Sem clube, atleta que protestou em hino dos EUA inspira manifestações

O jogador mais comentado da NFL, principal liga de futebol americano dos EUA, pode nem mesmo entrar em campo nesta temporada.

Colin Kaepernick, 29, ex- quarterback do San Francisco 49ers, o jogador em questão, causou controvérsia na temporada passada ao se ajoelhar durante a execução do hino nacional antes dos jogos, em protesto contra a brutalidade policial e a opressão racial. Ele inspirou diversos outros jogadores a seguir seu exemplo e realizar gestos semelhantes, causando debate e discussão sobre a participação de atletas no diálogo político público, e em que grau ela pode ou deve ocorrer.
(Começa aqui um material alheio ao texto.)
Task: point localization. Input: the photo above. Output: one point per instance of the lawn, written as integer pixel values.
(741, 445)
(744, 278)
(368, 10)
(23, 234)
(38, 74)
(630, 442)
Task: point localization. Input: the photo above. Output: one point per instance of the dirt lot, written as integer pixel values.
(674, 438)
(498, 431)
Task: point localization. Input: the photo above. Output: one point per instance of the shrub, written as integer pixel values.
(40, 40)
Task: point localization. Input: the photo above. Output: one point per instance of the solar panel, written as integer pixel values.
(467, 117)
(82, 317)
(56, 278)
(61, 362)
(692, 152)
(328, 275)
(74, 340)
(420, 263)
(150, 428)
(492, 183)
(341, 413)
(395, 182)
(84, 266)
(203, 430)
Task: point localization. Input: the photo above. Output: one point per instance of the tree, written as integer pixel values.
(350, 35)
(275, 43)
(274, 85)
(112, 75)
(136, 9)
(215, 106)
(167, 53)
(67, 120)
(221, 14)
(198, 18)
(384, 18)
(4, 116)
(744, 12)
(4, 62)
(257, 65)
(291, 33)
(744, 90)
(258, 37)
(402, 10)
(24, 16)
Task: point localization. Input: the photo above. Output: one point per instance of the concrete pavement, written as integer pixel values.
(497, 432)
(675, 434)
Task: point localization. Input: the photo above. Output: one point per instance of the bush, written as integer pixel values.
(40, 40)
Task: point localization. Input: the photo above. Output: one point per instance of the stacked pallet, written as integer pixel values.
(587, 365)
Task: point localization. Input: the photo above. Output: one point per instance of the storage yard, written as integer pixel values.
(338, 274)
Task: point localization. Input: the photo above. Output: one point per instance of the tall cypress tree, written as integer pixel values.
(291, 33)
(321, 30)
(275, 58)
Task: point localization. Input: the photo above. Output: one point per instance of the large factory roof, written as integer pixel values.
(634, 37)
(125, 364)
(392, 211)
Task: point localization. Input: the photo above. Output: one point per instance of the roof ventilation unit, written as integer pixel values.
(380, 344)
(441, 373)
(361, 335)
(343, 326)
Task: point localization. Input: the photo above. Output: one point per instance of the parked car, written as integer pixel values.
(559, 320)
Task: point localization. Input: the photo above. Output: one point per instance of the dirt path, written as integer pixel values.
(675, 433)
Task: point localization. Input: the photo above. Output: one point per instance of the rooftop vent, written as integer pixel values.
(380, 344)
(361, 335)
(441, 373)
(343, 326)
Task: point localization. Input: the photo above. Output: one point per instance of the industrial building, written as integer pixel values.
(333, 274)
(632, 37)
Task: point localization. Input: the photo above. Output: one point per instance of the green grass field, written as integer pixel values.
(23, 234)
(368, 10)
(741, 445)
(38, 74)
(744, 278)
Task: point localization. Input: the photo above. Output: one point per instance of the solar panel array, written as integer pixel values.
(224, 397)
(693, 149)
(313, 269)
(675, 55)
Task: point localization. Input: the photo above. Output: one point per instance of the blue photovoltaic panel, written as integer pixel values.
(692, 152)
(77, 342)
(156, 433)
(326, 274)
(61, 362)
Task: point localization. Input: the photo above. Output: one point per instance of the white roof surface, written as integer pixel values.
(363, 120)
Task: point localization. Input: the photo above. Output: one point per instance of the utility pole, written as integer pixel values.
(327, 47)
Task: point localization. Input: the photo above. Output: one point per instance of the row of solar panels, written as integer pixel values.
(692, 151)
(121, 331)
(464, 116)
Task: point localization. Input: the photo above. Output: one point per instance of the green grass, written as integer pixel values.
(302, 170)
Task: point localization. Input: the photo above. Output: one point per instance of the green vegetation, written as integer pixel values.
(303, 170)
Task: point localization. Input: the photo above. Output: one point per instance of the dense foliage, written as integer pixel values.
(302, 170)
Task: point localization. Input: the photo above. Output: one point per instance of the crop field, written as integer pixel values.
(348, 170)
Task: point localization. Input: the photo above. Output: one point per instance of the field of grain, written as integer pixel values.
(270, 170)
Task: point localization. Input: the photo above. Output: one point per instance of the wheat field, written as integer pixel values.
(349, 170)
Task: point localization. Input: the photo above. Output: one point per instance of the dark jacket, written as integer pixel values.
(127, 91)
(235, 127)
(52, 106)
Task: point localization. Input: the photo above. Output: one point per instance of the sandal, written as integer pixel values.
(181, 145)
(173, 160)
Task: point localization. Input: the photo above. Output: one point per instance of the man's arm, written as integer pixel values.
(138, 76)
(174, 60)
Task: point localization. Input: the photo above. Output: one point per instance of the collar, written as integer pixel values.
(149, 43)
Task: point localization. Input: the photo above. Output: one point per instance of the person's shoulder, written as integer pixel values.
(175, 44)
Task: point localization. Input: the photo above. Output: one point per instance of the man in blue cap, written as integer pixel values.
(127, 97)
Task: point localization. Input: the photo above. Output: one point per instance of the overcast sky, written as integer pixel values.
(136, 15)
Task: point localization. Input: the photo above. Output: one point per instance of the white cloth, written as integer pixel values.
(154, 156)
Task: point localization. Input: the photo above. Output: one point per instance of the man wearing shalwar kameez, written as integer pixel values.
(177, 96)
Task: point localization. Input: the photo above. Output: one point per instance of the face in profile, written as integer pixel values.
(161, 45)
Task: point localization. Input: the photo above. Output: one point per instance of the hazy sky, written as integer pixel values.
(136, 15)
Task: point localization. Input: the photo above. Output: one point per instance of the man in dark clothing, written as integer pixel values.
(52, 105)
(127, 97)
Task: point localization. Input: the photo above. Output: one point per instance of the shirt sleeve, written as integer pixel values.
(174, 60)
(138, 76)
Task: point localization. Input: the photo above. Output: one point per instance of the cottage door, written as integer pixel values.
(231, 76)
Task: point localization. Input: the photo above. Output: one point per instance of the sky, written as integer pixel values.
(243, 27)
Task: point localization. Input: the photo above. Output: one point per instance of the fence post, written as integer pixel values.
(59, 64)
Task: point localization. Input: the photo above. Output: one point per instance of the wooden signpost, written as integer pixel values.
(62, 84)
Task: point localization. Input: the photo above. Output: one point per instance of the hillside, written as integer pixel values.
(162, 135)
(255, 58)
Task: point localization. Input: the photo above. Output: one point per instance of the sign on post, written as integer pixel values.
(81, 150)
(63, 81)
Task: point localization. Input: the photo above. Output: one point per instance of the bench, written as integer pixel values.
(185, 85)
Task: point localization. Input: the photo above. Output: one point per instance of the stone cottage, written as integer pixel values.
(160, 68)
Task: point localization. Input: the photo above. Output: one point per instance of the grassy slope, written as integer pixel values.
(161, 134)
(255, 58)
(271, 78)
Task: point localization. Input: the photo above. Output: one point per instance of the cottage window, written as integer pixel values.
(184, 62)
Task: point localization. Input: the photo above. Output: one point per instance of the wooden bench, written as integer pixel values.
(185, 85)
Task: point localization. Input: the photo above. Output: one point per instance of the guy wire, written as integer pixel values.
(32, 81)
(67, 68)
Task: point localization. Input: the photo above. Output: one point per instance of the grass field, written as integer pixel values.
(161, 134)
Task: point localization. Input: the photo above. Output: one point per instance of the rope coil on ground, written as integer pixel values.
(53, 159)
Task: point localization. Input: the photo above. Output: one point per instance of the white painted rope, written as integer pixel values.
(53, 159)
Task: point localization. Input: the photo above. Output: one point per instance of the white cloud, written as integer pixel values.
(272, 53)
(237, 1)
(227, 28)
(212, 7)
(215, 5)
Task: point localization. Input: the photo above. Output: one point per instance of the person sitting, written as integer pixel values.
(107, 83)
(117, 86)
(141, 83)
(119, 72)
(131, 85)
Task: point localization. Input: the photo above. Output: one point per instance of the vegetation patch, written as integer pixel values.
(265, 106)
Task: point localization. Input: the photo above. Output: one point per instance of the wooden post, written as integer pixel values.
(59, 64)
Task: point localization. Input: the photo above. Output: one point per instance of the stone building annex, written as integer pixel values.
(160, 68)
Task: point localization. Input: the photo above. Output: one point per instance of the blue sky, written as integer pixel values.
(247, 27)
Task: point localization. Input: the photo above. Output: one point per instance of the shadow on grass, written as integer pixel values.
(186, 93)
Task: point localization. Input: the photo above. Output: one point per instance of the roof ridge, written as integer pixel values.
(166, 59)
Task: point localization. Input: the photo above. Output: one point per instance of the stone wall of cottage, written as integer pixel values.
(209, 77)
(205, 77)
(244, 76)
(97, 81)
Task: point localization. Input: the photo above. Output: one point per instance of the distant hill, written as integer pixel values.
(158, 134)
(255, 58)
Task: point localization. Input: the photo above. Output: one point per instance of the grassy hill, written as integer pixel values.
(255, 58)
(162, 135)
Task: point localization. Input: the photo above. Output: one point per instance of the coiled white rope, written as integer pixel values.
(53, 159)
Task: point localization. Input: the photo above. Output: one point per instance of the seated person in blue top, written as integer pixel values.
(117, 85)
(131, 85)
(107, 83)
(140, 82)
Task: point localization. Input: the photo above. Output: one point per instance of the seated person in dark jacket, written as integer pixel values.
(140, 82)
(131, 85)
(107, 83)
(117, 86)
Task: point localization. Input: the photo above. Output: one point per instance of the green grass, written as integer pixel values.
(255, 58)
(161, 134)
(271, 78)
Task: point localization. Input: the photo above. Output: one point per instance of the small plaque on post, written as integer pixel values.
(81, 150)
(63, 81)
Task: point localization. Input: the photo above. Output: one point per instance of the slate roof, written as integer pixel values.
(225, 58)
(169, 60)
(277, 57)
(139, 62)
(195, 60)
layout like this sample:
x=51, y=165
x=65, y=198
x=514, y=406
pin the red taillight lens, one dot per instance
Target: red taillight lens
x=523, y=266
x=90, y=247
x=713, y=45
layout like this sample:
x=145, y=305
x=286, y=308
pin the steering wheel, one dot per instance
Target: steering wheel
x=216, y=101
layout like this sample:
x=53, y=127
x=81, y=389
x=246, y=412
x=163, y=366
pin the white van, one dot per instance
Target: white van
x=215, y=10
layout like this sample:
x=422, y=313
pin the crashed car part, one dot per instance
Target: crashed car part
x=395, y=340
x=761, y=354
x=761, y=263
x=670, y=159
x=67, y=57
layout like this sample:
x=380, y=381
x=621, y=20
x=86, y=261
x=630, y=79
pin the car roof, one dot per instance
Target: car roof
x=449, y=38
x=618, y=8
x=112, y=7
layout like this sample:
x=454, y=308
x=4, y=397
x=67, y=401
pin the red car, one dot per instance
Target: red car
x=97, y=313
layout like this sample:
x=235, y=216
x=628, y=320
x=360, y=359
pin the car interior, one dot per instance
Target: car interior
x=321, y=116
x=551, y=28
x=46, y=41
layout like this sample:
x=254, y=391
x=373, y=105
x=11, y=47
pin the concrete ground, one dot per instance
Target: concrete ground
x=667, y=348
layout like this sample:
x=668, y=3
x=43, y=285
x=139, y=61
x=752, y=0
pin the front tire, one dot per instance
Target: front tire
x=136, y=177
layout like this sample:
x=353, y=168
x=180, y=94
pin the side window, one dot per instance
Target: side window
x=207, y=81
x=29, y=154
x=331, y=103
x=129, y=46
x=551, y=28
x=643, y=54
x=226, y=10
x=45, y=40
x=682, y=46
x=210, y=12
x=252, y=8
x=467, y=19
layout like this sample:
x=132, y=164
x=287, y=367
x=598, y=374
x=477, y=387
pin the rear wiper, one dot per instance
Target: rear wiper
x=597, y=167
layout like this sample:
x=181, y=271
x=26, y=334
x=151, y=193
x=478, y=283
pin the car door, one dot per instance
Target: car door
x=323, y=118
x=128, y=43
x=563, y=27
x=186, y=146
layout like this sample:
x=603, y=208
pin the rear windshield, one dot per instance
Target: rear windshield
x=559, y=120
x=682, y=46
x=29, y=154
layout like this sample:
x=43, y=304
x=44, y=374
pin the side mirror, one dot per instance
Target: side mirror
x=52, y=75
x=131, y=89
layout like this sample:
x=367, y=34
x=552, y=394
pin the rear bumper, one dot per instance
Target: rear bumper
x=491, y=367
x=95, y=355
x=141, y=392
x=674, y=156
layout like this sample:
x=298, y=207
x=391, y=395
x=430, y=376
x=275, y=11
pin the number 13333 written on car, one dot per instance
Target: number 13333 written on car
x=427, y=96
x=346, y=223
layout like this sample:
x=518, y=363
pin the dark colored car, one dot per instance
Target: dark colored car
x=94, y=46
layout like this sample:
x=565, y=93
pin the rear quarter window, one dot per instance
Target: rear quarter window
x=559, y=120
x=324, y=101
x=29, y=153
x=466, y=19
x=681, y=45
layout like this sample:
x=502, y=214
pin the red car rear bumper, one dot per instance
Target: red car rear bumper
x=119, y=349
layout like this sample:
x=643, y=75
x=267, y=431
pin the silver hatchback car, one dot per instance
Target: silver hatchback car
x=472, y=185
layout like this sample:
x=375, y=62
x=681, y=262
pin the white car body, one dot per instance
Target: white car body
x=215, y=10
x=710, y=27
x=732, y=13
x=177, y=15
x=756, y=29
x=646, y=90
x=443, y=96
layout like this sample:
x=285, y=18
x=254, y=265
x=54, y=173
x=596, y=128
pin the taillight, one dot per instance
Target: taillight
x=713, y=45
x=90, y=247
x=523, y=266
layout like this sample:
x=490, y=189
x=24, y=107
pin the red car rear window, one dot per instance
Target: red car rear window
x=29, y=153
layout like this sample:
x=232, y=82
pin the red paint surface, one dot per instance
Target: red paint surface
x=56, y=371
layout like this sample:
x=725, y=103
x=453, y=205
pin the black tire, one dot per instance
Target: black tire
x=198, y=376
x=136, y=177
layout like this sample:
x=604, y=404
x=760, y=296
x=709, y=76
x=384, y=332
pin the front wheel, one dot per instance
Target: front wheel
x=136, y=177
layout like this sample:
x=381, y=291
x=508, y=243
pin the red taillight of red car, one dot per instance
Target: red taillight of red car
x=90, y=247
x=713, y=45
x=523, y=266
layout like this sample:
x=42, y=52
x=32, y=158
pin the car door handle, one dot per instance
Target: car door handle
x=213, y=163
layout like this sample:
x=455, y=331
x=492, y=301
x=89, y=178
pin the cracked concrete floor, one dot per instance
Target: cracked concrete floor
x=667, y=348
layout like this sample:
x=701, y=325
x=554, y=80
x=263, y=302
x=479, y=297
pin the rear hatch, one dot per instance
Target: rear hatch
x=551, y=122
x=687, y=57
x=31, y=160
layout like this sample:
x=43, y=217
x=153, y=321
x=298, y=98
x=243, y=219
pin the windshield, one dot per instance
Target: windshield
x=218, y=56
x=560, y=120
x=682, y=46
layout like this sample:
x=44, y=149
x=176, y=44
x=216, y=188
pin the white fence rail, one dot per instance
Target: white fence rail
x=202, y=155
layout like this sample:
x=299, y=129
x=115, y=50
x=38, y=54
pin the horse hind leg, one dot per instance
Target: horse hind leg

Mas agora, com os clubes se preparando para a abertura da temporada regular em 7 de setembro, Kaepernick está sem time e, embora não venha demonstrando a mesma forma que exibiu ao levar os 49ers ao Super Bowl, quatro anos atrás, muitos analistas acreditam que os times estejam se recusando a contratá-lo por sua posição política.

Em um país preocupado com as divisões raciais, os protestos de Kaepernick foram além do futebol americano e levaram mais e mais pessoas a se pronunciar.

Nesta quarta-feira (23), uma dúzia de organizações, entre as quais a Justice League NYC e a Color of Change, realizaram um protesto em apoio a Kaepernick diante da sede da NFL em Nova York.

Ainda que não esteja entre os organizadores do protesto, o cineasta Spike Lee tuitou seu apoio à manifestação.

"Não organizei ou montei esse protesto", ele escreveu. "Mas continuo a apoiar meu irmão e sua postura quanto às injustiças dos EUA."

A organização de combate à discriminação racial NAACP quer se reunir com Roger Goodell, comissário da NFL, para discutir a ausência de Kaepernick da liga.

"Nenhum jogador deveria ser excluído ou sofrer discriminação por exercitar a liberdade de expressão. Fazê-lo constitui violação de direitos constitucionais e dos regulamentos da NFL", afirmou Derrick Johnson, presidente interino da NAACP.

Goodell insistiu em que os 32 clubes da liga não estão boicotando Kaepernick, que optou por cancelar seu contrato com os 49ers em março.

Na segunda (21), aconteceu o maior protesto realizado em campo até o momento, quando uma dúzia de jogadores do Cleveland Browns se ajoelhou durante o hino, enquanto outros atletas se posicionavam ao lado deles em demonstração de solidariedade. Ao contrário do ano passado, quando Kaepernick e apenas alguns poucos jogadores negros se recusavam a ouvir o hino em pé, o grupo incluía atletas brancos.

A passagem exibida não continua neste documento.